An extinct 'horned' crocodile that once called Madagascar home has finally found its place on the tree of life, according to a new study of two skulls stored at the American Museum of Natural History.
Based on ancient DNA extracted from the museum specimens, researchers have posited that the horned crocodile was closely related to modern-day 'true' crocodiles which live throughout the tropics, but it sits on an adjacent branch of the crocodile family tree that split some 25 million years ago.
This rejigs scientific thinking about the horned crocodile's evolutionary relationships, which most recently had them pegged as relatives of dwarf crocodiles.
The study also suggests that the ancestor of modern crocodiles likely originated in Africa, and goes some way towards settling the long-standing controversy that has swirled about the horned crocodile's evolutionary history.
Heavy-built horned crocodiles, named for unusual bony protrusions atop their heads and known today as Voay robustus, roamed Madagascar alongside another, more slender crocodile, according to accounts from early explorers.
But while the Nile crocodile (Crocodylus niloticus) still inhabits the island to this day, and is the largest and most common crocodilian in all of Africa, horned crocodiles went extinct after humans arrived on Madagascar's shores, as early as 9,000 years ago.
"They blinked out just before we had the modern genomic tools available to make sense of the relationships of living things," said study author Evon Hekkala, a behavioral ecologist turned conservation geneticist at Fordham University in New York.
"And yet, they were the key to understanding the story of all the crocodiles alive today."
Understandably, horned crocodiles have been the focus of some intense study and debate amongst paleontologists. But after 150 years of investigations, researchers haven't been able to agree on where to place Madagascar's horned crocodile on the tree of life.
At first, horned crocodiles were described as a new species of "true crocodile" alongside the Nile crocodile. But then scientists thought they had more in common with shorter, smaller dwarf crocodiles.
Part of the problem is crocodiles are unusual beasts that look remarkably similar to their fossilized ancestors who lived some 200 million years ago. These physical similarities make teasing out the relationships between modern crocodiles and their ancient ancestors difficult.
"We've been trying to get to the bottom of the great diversity that exists among them," said Hekkala, who appears to have a knack for solving crocodilian mysteries using ancient DNA.
In 2011, as a graduate student, she discovered by genetic analysis that the Nile crocodile was actually two distinct species, not one – and the species differed by two whole chromosomes.
This time around, Hekkala and her colleagues mapped mitochondrial DNA extracted from the teeth of two V. robustus specimens and compared them against a few crocodilian reference genomes.
The horned crocodile skulls, which date back to around 1,300 to 1,400 years old, were collected on an expedition to southwest Madagascar between 1927 to 1930, and have been stored at the American Museum of Natural History ever since.
Mitochondrial DNA, which is passed from mother to offspring, tends to stay much the same over generations, making it a useful tool for tracing evolution through maternal ancestry. But as ancient DNA fragments with age, it always depends on how well the DNA of a particular specimen has been preserved.

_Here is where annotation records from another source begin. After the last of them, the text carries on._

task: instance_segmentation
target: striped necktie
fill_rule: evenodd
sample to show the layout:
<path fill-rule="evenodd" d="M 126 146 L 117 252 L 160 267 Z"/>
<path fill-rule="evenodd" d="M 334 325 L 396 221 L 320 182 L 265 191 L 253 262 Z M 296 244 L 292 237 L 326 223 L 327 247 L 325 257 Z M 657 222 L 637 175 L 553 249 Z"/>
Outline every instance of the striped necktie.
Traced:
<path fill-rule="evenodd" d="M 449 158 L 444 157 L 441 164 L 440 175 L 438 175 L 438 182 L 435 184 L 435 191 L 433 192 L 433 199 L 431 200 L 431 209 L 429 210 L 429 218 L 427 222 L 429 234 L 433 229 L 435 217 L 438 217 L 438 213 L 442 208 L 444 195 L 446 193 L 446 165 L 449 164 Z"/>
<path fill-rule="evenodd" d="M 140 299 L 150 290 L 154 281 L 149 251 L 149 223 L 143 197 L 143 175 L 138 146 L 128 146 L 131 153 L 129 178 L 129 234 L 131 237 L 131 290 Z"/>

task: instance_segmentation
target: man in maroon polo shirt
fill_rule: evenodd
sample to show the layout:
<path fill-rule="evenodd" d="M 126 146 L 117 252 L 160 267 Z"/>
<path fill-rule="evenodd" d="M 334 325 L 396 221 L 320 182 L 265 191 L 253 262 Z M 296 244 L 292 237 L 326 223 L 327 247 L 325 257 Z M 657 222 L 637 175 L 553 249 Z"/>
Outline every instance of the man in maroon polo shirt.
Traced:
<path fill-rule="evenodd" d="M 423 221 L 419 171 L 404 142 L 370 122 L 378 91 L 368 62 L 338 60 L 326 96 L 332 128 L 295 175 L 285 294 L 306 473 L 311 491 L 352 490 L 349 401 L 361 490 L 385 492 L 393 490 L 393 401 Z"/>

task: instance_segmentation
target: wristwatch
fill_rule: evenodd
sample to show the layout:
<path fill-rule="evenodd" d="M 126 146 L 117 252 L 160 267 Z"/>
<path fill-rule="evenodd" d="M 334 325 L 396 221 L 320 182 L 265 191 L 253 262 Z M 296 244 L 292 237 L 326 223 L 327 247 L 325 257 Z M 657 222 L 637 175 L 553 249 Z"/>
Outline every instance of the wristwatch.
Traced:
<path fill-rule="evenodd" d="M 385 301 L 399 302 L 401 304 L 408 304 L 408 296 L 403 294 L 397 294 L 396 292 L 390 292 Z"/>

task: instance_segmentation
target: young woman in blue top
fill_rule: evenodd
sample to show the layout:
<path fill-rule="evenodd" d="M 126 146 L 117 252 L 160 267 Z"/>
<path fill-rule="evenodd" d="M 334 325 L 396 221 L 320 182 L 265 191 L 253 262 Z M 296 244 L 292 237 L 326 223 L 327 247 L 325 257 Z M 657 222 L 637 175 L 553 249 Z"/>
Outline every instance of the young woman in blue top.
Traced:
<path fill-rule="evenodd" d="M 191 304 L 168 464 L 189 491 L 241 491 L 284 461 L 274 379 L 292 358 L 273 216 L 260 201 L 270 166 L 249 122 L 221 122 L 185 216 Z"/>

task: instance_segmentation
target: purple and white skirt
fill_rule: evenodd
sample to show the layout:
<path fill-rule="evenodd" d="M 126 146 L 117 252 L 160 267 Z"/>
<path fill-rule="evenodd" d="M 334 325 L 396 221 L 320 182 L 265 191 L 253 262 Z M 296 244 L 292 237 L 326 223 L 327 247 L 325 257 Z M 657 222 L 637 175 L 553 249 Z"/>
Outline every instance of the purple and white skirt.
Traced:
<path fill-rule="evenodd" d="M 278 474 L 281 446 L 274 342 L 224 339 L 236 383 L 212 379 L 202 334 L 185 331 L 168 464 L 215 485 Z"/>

The genetic comparisons here suggested that the horned crocodile represents a "sister lineage" to 'true' crocodiles, placing V. robustus right next to modern-day Crocodylus, such as Australia's saltwater crocodile, on the evolutionary tree.
It was only with modern DNA techniques and the right computational setup that the research team could "actually fish out this DNA from the fossil and finally find a home for this species," explained study author and geneticist George Amato from the American Museum of Natural History's Institute for Comparative Genomics.
So, you could say this is a long-awaited homecoming for V. robustus.
"This finding was surprising and also very informative to how we think about the origin of the true crocodiles found around the tropics today," Amato added.
"The placement of this individual suggests that true crocodiles originated in Africa, and from there, some went to Asia and some went to the Caribbean and the New World. We really needed the DNA to get the correct answer to this question."
The research was published in Communications Biology.